Upon request, I would like to take the topic of forgiveness and discuss my views on how to confront a situation where you want to forgive someone after a conflict but they either will not accept your forgiveness/apology or they will not apologize to you for their wrongdoing. Although it should be mentioned first and foremost that every scenario is different and there may be variables present that change the circumstances on a normal basis, this is the basic path I use when I find myself in these situations.
To begin with, I think it is important to place yourself in their shoes and try to understand why the other person or group is acting the way they are. This can be done in a number of ways. Although self reflection is probably the easiest route, there are also more chances of you missing a piece of the puzzle that could be very important to the other person. I have found it useful to confront the person face to face in a good way and try to talk things out. If this process is easier said than done, it might be wise to bring in a professional who can mediate the conversation. With this being said, it is also important to have the professional be as neutral as possible and to hold the conversation in a neutral setting so no member is given an advantage. By understanding the person on a deeper level, it is possible to understand what may be upsetting them and both parties will be closer to finding a common ground as well as a way to fix the problem.

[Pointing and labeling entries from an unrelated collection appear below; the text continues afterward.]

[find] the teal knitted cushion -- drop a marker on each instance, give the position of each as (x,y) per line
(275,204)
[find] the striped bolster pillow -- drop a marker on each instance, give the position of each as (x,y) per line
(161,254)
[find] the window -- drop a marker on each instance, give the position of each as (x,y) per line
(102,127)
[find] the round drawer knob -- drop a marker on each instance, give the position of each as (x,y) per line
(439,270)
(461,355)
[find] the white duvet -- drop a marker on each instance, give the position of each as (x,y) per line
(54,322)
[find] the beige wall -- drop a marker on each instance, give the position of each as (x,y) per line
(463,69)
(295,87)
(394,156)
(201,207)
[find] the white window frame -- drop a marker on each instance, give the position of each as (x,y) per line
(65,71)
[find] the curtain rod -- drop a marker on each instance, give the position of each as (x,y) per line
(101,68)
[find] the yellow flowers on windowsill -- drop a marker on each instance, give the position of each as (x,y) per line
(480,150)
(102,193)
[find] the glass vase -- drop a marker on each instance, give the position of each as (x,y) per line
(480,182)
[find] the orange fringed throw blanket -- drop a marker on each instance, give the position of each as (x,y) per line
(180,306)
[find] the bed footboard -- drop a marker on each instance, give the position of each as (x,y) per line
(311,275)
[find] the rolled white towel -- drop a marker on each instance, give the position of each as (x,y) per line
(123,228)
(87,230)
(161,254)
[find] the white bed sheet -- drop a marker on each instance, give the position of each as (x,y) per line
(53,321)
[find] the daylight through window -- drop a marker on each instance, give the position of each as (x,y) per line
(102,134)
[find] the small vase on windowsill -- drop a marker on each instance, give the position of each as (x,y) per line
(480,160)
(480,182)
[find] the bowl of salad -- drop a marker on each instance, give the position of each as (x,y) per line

If this action is taken and the other person still does not accept your apology, it may be necessary to allow some time to pass. Some people work longer than others to understand the different levels of an issue and if one member is trying to fix everything as fast as possible, they may not feel like they are being heard in the situation. Although I would not suggest this being the first method of communication, sometimes it is beneficial to write the other person a letter explaining how you see the situation, how you think they see the situation and how you plan to resolve things. Being the person seeking forgiveness, it is important to use "I statements" such as "I feel this or I feel that." By using this as well as facts to back up your view on things, it is easier to take away assumptions and move into the meat of the problem. Also by using "I feel" statements, the other person cannot argue with the way that you feel.

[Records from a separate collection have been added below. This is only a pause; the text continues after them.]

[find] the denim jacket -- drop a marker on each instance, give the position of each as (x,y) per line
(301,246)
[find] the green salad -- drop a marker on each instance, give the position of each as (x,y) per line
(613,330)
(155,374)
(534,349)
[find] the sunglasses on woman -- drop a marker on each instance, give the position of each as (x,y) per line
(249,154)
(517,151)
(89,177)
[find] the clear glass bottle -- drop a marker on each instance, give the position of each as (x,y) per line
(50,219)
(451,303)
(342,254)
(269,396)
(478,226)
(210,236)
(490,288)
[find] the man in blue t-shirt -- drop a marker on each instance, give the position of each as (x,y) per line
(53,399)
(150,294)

I know this is not the most preferred response, but sometimes things don't work out in the end. Maybe there is a piece of the puzzle that you will never know or things just don't go to plan. In these cases, all you can do is take control of your own pieces. Try to clean up any things on your side and place the forgiving part on them. Maybe they will eventually forgive you and maybe they won't, but in the end you did all that you could do in the situation. With the fun of free will, you will never have control of anyone except for yourself. Sometimes this means you need to take control of the situation and be the bigger person by taking the blame off someone else and apologizing for things you didn't do. It is not the most admirable job, but a leader is someone who resolves conflict and sometimes takes the conflict upon themselves in order to save a relationship because they are strong individuals who believe a team or relationship is more important than a grudge. I do not want to sound like a broken record on this concept, but always remember positive interactions will always get you further in life than negative relationships. Take the higher rode, forgive the unforgivable, and move on with your life. You only live life once, there is really no point in getting stressed over a bad relationship for longer than it needs to be.